El castigo
Un rey, quien quería el bien para su pueblo, deseaba que todos fueran felices y le sirvieran con gusto. Se entristecía al ver que muchos de sus súbditos eran esclavos del opio. Cuando alguien usa esta droga, es muy difícil que ella lo deje en libertad. Esta sustancia va dañando la salud y lleva a sus esclavos a hacer cosas malas con tal de conseguirla. Es peor que tomar bebidas alcohólicas.
El rey se preguntaba qué podría hacer para que esas personas dejaran la droga. Sus consejos no servían para nada. Entonces tuvo una idea: si las palabras dulces no daban resultado, usaría la fuerza; era necesario un castigo ejemplar.
Por eso ordenó que toda persona que usara la droga recibiese treinta latigazos en su espalda desnuda.

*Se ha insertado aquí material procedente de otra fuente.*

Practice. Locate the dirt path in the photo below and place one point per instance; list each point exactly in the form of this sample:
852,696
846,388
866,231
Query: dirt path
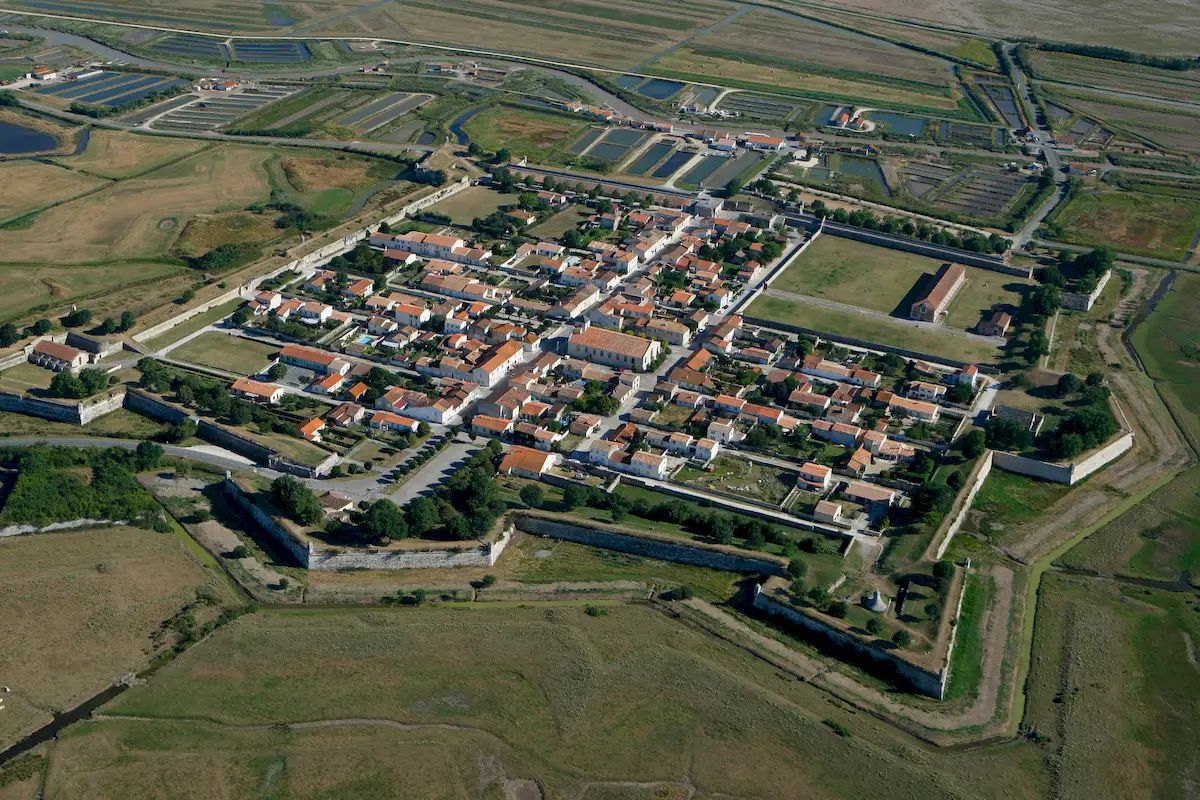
995,625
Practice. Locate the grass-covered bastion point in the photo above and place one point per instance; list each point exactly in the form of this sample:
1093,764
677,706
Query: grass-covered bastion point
598,401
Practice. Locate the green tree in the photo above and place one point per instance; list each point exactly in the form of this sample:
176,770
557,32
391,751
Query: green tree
148,455
532,495
295,500
383,522
973,443
9,335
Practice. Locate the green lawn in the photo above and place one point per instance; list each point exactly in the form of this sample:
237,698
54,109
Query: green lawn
193,324
225,352
1134,222
1157,539
561,222
895,332
471,203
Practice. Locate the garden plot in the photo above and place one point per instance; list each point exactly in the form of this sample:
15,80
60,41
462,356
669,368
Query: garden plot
762,107
982,193
647,161
210,114
922,179
199,47
616,144
267,52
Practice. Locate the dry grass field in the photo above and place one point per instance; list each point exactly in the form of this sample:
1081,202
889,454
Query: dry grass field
41,185
117,154
1114,74
79,608
549,693
1135,222
207,230
1114,689
1140,25
141,217
24,287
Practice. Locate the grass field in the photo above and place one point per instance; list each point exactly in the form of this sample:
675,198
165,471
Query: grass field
525,133
223,352
984,292
895,332
24,287
1157,539
118,155
1008,500
41,184
141,217
561,222
1169,346
1114,686
856,274
1146,224
1116,76
1174,130
742,477
471,203
121,422
551,693
81,608
193,324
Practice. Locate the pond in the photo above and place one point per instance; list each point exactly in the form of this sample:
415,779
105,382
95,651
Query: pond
864,168
659,89
18,140
899,124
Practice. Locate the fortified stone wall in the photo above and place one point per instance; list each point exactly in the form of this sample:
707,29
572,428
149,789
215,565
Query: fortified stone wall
983,469
648,547
923,680
484,555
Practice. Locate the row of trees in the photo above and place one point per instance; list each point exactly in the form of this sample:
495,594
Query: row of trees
924,232
49,486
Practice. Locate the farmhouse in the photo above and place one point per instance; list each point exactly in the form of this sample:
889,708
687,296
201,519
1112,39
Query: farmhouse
613,349
256,390
58,358
935,301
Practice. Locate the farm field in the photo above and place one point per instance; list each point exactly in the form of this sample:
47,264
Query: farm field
193,324
1168,128
1140,26
983,293
1117,76
225,352
525,133
471,203
1113,685
141,217
1157,539
121,422
41,184
1169,344
88,602
857,274
607,698
616,34
1146,224
561,222
118,155
24,287
894,332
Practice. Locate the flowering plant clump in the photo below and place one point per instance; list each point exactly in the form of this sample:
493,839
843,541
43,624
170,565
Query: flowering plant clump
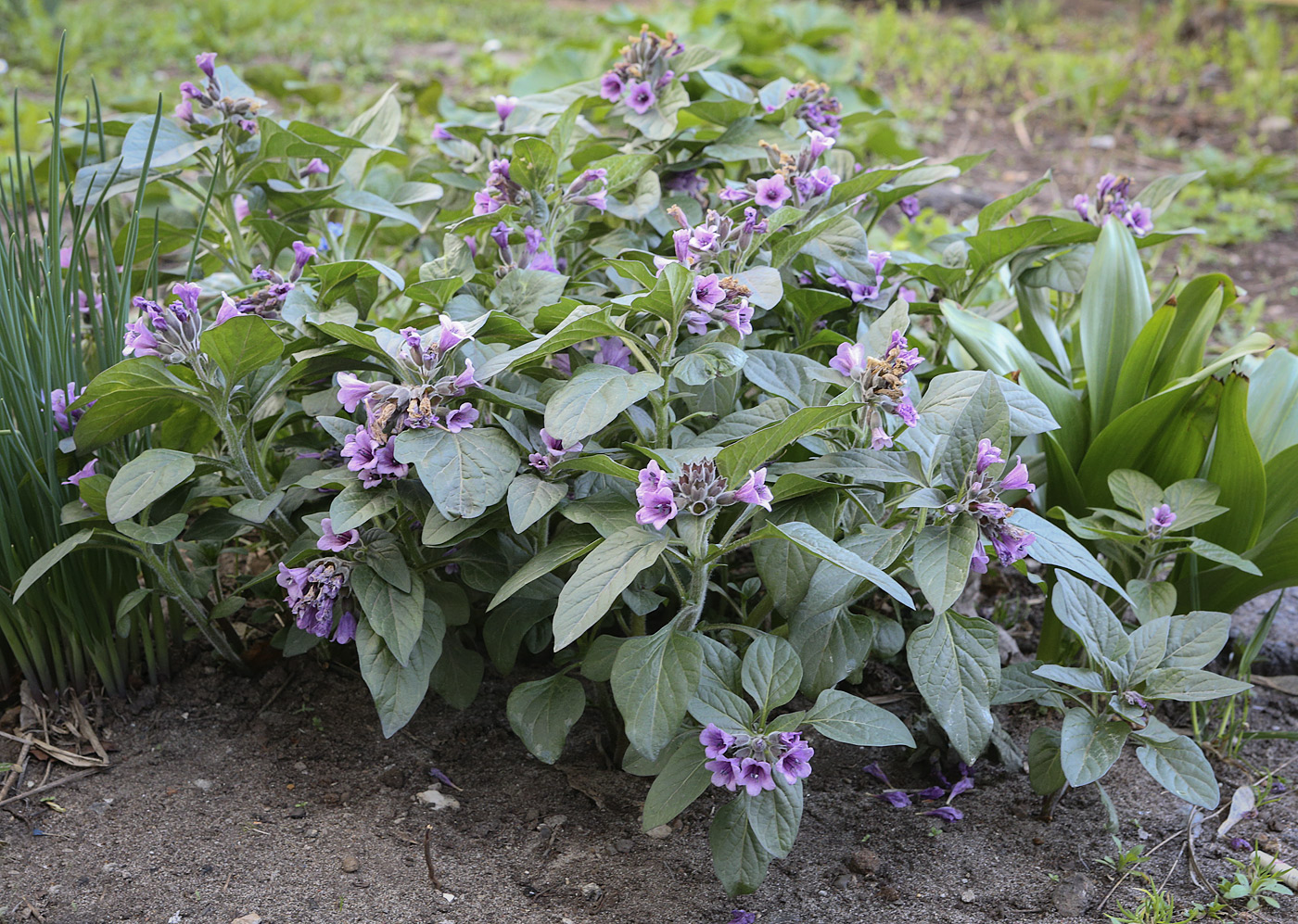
603,380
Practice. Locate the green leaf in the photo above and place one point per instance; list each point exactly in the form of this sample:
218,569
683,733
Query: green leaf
1089,745
1045,772
748,453
1054,547
399,687
466,473
653,680
681,781
529,499
47,561
771,673
592,399
601,577
127,396
1181,768
1190,686
739,858
145,479
395,615
775,816
957,667
808,538
561,551
941,560
853,720
542,712
1236,469
242,346
356,505
1113,309
1196,639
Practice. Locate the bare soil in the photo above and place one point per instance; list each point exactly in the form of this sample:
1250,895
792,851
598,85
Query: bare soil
233,796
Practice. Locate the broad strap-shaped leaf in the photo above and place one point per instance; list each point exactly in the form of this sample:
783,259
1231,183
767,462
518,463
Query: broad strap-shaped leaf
395,615
466,473
601,577
957,667
1181,768
542,712
145,479
771,671
1089,745
681,781
399,687
941,560
653,680
847,718
1113,309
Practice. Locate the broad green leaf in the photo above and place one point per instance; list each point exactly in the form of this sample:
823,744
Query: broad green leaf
398,688
1190,686
653,680
808,538
847,718
1089,745
1113,308
1045,772
748,453
601,577
542,712
392,614
356,505
562,550
529,499
466,473
739,858
771,673
957,667
47,561
941,560
775,816
1081,609
145,479
681,781
592,399
1181,768
242,346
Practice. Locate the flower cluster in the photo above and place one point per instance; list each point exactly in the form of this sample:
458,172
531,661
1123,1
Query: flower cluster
792,175
1112,198
697,491
500,190
314,592
554,454
817,109
58,399
944,788
531,257
1161,519
422,401
169,333
268,301
213,100
757,758
983,500
880,383
643,73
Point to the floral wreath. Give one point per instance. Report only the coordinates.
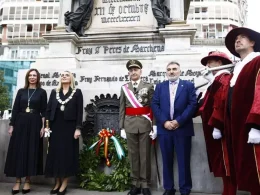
(92, 176)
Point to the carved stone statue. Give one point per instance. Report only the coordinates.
(78, 20)
(161, 13)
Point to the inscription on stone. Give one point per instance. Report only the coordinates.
(113, 13)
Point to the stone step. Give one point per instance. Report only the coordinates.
(5, 188)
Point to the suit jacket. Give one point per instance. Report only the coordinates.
(135, 124)
(73, 109)
(184, 107)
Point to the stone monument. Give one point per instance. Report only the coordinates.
(121, 30)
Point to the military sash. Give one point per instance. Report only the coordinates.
(138, 108)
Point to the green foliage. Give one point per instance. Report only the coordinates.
(92, 176)
(4, 98)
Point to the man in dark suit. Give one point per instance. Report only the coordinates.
(173, 104)
(136, 125)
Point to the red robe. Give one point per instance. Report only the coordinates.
(216, 149)
(220, 120)
(245, 114)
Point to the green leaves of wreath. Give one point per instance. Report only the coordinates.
(92, 176)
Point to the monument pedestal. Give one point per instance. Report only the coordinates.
(61, 53)
(121, 31)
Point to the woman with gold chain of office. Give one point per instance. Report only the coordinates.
(64, 114)
(25, 152)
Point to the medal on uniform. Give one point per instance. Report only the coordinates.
(27, 109)
(63, 103)
(62, 107)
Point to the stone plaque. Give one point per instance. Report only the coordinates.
(120, 14)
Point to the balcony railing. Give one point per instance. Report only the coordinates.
(217, 42)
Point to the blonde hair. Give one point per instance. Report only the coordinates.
(72, 81)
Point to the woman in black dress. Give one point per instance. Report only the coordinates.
(64, 112)
(25, 152)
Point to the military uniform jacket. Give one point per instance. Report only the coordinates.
(136, 124)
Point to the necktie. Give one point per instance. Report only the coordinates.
(172, 97)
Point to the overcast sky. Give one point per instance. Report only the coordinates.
(253, 14)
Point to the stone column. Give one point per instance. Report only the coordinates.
(176, 9)
(65, 5)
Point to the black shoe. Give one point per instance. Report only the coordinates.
(55, 191)
(169, 192)
(25, 191)
(146, 191)
(16, 191)
(63, 192)
(134, 191)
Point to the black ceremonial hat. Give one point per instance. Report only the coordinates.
(134, 64)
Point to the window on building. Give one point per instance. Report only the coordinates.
(36, 30)
(16, 32)
(55, 25)
(205, 30)
(50, 12)
(14, 54)
(23, 30)
(11, 13)
(218, 12)
(37, 12)
(10, 30)
(29, 28)
(24, 13)
(5, 13)
(9, 72)
(18, 13)
(9, 87)
(204, 9)
(48, 27)
(43, 12)
(56, 12)
(42, 29)
(31, 13)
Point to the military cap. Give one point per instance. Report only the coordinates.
(134, 64)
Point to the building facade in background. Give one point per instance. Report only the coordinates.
(215, 18)
(22, 24)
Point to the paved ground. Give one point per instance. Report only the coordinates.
(5, 189)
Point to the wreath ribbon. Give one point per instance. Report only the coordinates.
(105, 135)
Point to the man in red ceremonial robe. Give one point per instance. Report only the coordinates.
(219, 156)
(243, 106)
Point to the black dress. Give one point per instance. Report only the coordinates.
(63, 152)
(25, 152)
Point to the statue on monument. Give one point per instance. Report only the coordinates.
(161, 13)
(78, 20)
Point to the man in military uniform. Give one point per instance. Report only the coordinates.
(136, 125)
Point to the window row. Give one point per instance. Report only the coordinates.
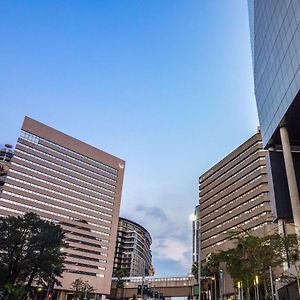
(66, 196)
(236, 217)
(230, 194)
(78, 160)
(15, 187)
(43, 210)
(234, 183)
(226, 239)
(70, 151)
(232, 209)
(54, 206)
(67, 262)
(60, 180)
(233, 160)
(236, 174)
(93, 238)
(103, 261)
(84, 273)
(74, 177)
(70, 164)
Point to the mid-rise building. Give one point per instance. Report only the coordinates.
(234, 197)
(196, 233)
(72, 184)
(275, 41)
(6, 154)
(133, 251)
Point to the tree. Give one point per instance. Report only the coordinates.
(82, 289)
(253, 256)
(30, 251)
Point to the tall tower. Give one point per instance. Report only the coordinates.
(72, 184)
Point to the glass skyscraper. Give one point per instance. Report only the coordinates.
(275, 41)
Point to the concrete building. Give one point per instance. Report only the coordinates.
(275, 41)
(196, 232)
(234, 196)
(133, 251)
(6, 154)
(75, 185)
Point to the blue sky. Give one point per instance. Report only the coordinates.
(165, 85)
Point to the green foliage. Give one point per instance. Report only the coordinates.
(253, 256)
(30, 251)
(13, 292)
(81, 288)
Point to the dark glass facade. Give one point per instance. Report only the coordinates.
(275, 39)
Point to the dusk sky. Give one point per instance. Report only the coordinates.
(165, 85)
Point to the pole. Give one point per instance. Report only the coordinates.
(199, 251)
(49, 283)
(215, 287)
(256, 281)
(143, 281)
(255, 291)
(272, 283)
(242, 291)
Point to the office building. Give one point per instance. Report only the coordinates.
(275, 42)
(133, 251)
(6, 154)
(234, 196)
(75, 185)
(196, 233)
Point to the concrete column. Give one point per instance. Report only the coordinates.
(291, 177)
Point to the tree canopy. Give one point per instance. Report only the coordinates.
(30, 251)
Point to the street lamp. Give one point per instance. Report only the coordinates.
(61, 249)
(196, 220)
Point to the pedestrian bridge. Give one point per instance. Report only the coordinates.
(169, 286)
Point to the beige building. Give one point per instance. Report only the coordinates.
(75, 185)
(133, 251)
(234, 196)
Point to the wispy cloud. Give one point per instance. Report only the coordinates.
(171, 236)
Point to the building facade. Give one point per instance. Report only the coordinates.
(196, 233)
(6, 154)
(234, 196)
(72, 184)
(275, 42)
(133, 251)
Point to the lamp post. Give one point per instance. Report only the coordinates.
(196, 220)
(50, 282)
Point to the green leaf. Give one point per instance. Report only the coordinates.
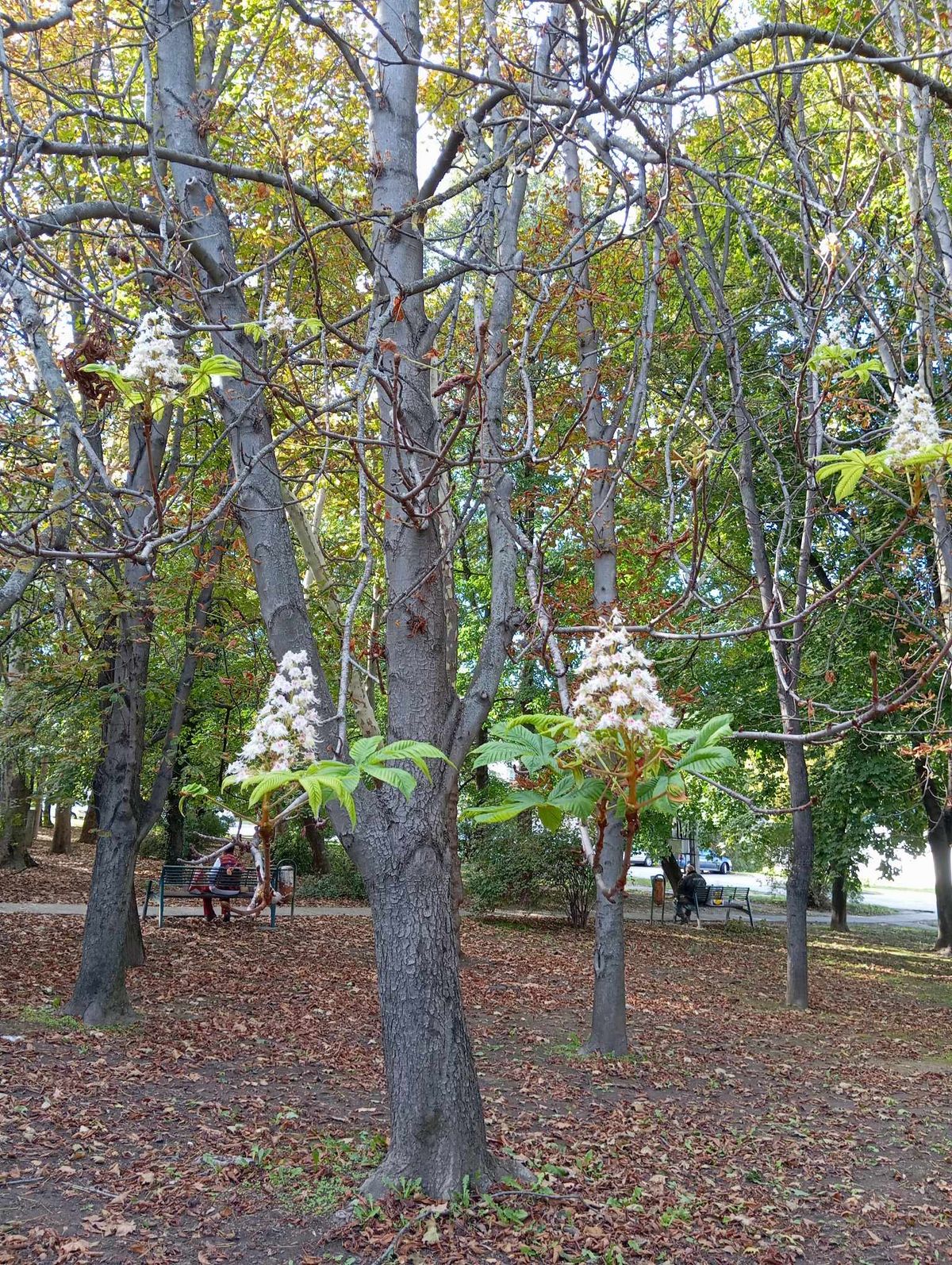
(129, 392)
(416, 752)
(400, 779)
(267, 783)
(849, 483)
(219, 367)
(364, 747)
(500, 752)
(543, 722)
(507, 809)
(551, 816)
(707, 759)
(324, 786)
(577, 796)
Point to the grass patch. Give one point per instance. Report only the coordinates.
(49, 1017)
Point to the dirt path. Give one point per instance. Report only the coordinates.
(735, 1130)
(634, 913)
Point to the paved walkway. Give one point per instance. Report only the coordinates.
(905, 919)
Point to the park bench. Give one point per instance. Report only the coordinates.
(718, 897)
(175, 883)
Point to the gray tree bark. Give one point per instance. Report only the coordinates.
(837, 917)
(62, 829)
(405, 868)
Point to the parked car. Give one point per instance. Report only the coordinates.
(709, 863)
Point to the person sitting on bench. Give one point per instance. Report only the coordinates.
(692, 887)
(224, 881)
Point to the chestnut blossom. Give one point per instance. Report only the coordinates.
(617, 692)
(830, 248)
(285, 734)
(914, 426)
(153, 358)
(279, 323)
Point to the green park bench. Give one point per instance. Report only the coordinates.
(175, 883)
(718, 897)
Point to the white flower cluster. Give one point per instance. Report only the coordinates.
(285, 734)
(279, 323)
(619, 691)
(914, 426)
(830, 248)
(153, 358)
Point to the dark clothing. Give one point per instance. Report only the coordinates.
(224, 881)
(692, 887)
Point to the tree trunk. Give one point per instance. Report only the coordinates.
(175, 825)
(608, 1034)
(837, 919)
(87, 834)
(134, 947)
(436, 1113)
(108, 941)
(15, 820)
(942, 864)
(455, 868)
(798, 882)
(672, 871)
(939, 816)
(62, 830)
(314, 834)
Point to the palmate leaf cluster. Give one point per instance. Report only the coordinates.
(564, 786)
(198, 379)
(328, 781)
(850, 467)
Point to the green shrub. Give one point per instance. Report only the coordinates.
(340, 883)
(202, 819)
(501, 864)
(292, 847)
(507, 863)
(155, 845)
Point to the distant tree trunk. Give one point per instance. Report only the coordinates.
(837, 919)
(109, 941)
(15, 819)
(608, 1007)
(798, 881)
(134, 945)
(672, 871)
(942, 864)
(87, 834)
(939, 816)
(455, 868)
(62, 830)
(314, 834)
(175, 825)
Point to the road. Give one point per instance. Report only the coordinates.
(907, 900)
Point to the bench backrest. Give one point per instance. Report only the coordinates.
(721, 894)
(181, 877)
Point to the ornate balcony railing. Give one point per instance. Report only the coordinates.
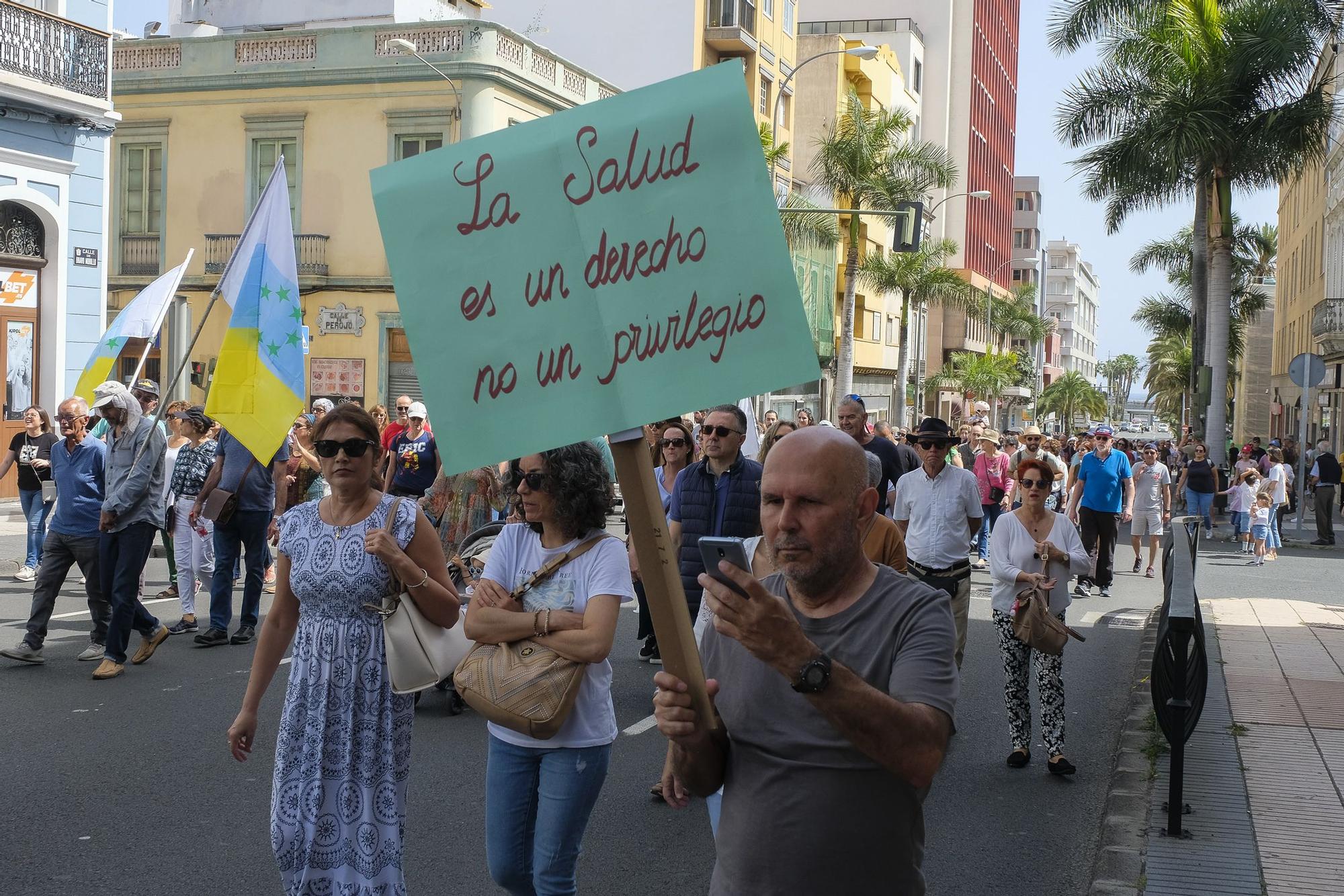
(53, 50)
(1329, 326)
(139, 255)
(310, 253)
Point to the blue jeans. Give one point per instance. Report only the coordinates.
(987, 523)
(1200, 504)
(36, 512)
(538, 803)
(1275, 542)
(245, 533)
(122, 558)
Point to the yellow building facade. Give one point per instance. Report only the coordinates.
(206, 119)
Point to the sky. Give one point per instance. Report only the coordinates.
(1042, 77)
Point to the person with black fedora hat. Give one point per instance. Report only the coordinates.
(929, 507)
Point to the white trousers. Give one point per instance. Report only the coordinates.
(196, 555)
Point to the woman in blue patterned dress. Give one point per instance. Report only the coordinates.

Era un terrible castigo que asustaba a la gente. Sin embargo, algunos días más tarde se llevó ante el rey a una persona que había desobedecido la orden; era una anciana. ¡Qué dolor sintió el rey cuando vio que esa anciana era su propia madre! ¿Qué podía hacer ahora? ¿Dejarla en libertad? Eso no sería justo. Si el rey quería ser justo, el castigo debía ser cumplido. Se levantó, pues, un tablado en la plaza de la ciudad y al día siguiente trajeron a la anciana para que recibiera el castigo. Había mucha gente en el lugar; el rey también estaba presente. Cuando el hombre encargado del castigo levantó el brazo con el látigo, el rey exclamó:
–¡Un momento! Y, desnudando su espalda, tomó el lugar de su madre. Él sufrió el castigo, y así su progenitora quedó libre. Desde ese día ella amó aún más a su hijo y nunca volvió a usar la droga.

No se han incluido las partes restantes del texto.